Belgique

A la veille du 70e anniversaire de la Déclaration universelle des droits de l'Homme, la Police fédérale et la Kazerne Dossin (le musée de l'Holocauste et des droits de l'Homme) ont présenté jeudi les résultats d'une étude sur l'attitude des policiers dans le cadre de leur travail après le suivi de la formation "Holocauste, police et droits de l'Homme". 

Cette formation est partie du constat que des policiers se sont retrouvés face à de graves dilemmes lorsque les nazis les ont obligés à commettre des rafles à l'encontre des Juifs et qu'ils sont amenés dans leur travail quotidien à rencontrer des situations où leurs choix pourraient mettre à mal les droits de l'Homme. Lancée en 2014, elle a déjà été suivie sur base volontaire par plus de 8.200 membres du personnel de la police.

Cette formation d'une journée comprenait au matin une visite guidée du musée axée sur le rôle de la police lors de la Seconde Guerre mondiale et dans l'après-midi à une mise en perspective des notions de pouvoir, responsabilité partagée et dynamique de groupe dans des exemples pratiques tirés de leur travail quotidien.

"Notre approche vise à comprendre comment une société mais aussi une organisation comme la police - au même titre que d'autres groupes dans la société - peuvent suivre une pente dangereuse jusqu'à graduellement adopter des points de vue et des actes extrémistes", explique Christophe Busch, directeur de la Kazerne Dossin. "Ce que nous essayons de montrer aux policiers est que bien sûr il y a la camaraderie, l'esprit de groupe et l'autorité, autant de dynamiques qui influencent les gens, mais qu'il est important de les reconnaître et de trouver une place pour discuter de cette culture de groupe."

Les professeurs de sociologie Bram Spruyt et Filip Van Droogenbroeck (VUB) ont, à la demande de la Kazerne Dossin, étudié l'efficacité de la formation. Elle a été mesurée à l'aide de questionnaires à remplir avant la formation, au sortir de celle-ci et un mois après. Il ressort que 9 participants sur 10 estiment que la formation leur a apporté quelque chose, que près de 70% d'entre eux la juge utile dans leur travail quotidien et que 55% se sentent évoluer vers une approche différente des choses.

Plus spécifiquement, les répondants ont été confrontés à des cas de figure fictifs illustrant le comportement répréhensible d'un collègue. Après la formation, les répondants ont davantage pris au sérieux sa déviance aux droits, ont estimé qu'il méritait des sanctions plus sévères et étaient plus enclins à rapporter ses actes. Quant aux opinions socio-politiques des participants, ils étaient moins convaincus que certains groupes sociaux devaient être plus influents au sein de la société et que les inégalités sont une chose acceptable à l'issue de la formation. Les participants ont affirmé vouloir entamer des relations plus profondes avec des personnes issues d'autres groupes ethnico-culturels et semblaient également moins enclin à se conformer à l'autorité sans faire appel à leur esprit critique.

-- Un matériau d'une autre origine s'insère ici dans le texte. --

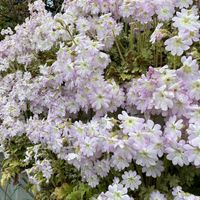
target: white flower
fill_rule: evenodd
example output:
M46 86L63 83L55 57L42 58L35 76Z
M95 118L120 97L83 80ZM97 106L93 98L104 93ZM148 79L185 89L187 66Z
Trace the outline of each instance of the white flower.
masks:
M156 14L158 15L158 19L162 21L169 20L173 17L175 12L174 5L172 1L160 1L157 0L156 4Z
M193 0L178 0L176 1L176 6L179 8L188 8L193 4Z
M156 109L167 111L168 108L173 107L174 98L173 92L166 91L166 86L162 86L153 94L153 102Z
M131 200L127 192L127 188L122 184L114 183L108 187L108 191L105 193L106 200Z
M167 153L167 159L171 160L173 165L188 165L188 158L185 155L184 149L185 141L181 140L179 143L172 141L171 144L165 149Z
M200 148L199 147L193 147L189 144L185 145L185 155L187 156L187 159L189 162L194 163L195 166L200 165Z
M200 28L200 22L198 21L199 17L195 16L193 13L189 14L182 10L176 14L177 16L173 17L172 20L174 21L173 25L179 30L196 31Z
M184 40L180 36L174 36L165 41L165 49L170 51L172 55L181 56L184 51L188 50L191 45L191 40Z
M167 138L176 140L181 137L181 129L183 128L183 120L177 120L176 116L172 116L166 123L165 134Z
M139 144L137 147L138 153L136 155L136 164L141 166L150 167L155 165L158 160L157 150L154 145L145 146L144 144Z
M146 173L146 176L152 176L153 178L159 177L161 172L164 171L163 162L158 160L155 165L151 165L150 167L143 167L142 172Z
M149 200L167 200L164 194L161 194L159 191L153 191L150 195Z
M190 82L189 95L197 101L200 100L200 78Z
M199 123L190 124L187 129L189 143L200 148L200 126Z
M183 56L181 62L183 66L177 70L177 74L183 79L193 79L194 76L198 75L199 66L197 60L193 60L192 56L189 56L188 58Z
M126 188L130 188L131 190L138 189L141 182L141 177L137 175L136 171L128 171L124 172L122 175L122 184L126 186Z
M159 23L157 26L156 26L156 29L155 31L152 33L151 35L151 38L150 38L150 42L151 43L155 43L156 41L160 41L163 37L163 34L160 30L160 28L163 26L163 23Z
M122 111L122 114L118 115L118 119L122 121L119 127L123 129L123 133L125 134L137 131L144 123L144 119L129 116L125 111Z

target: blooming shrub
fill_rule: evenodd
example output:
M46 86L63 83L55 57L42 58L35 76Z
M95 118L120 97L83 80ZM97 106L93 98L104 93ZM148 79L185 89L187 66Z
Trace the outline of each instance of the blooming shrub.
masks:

"La qualité du travail fourni et le respect d'autrui sont les principes et valeurs qui m'ont toujours animé", a déclaré Marc De Mesmaeker, commissaire général de la Police Fédérale. "Pour le premier, la qualité du travail, une certaine marge d'erreur humaine est certes acceptable, par contre, pour le second, à savoir la notion même de respect absolument pas ! L'intégrité et le respect des droits de l'homme font non seulement partie intégrante du métier policier, mais en constituent aussi la base. (...) Ces résultats me renforcent dans l'idée que le choix d'intégrer la formation "Holocauste, police et droits de l'homme" dans la formation de base des aspirants était le bon. Ces derniers disposent ainsi d'un cadre de référence clair dès leur premières expériences professionnelles. Un cadre qui s'inspire de l'Histoire et leur apprend à gérer les dilemmes susceptibles de se poser à eux."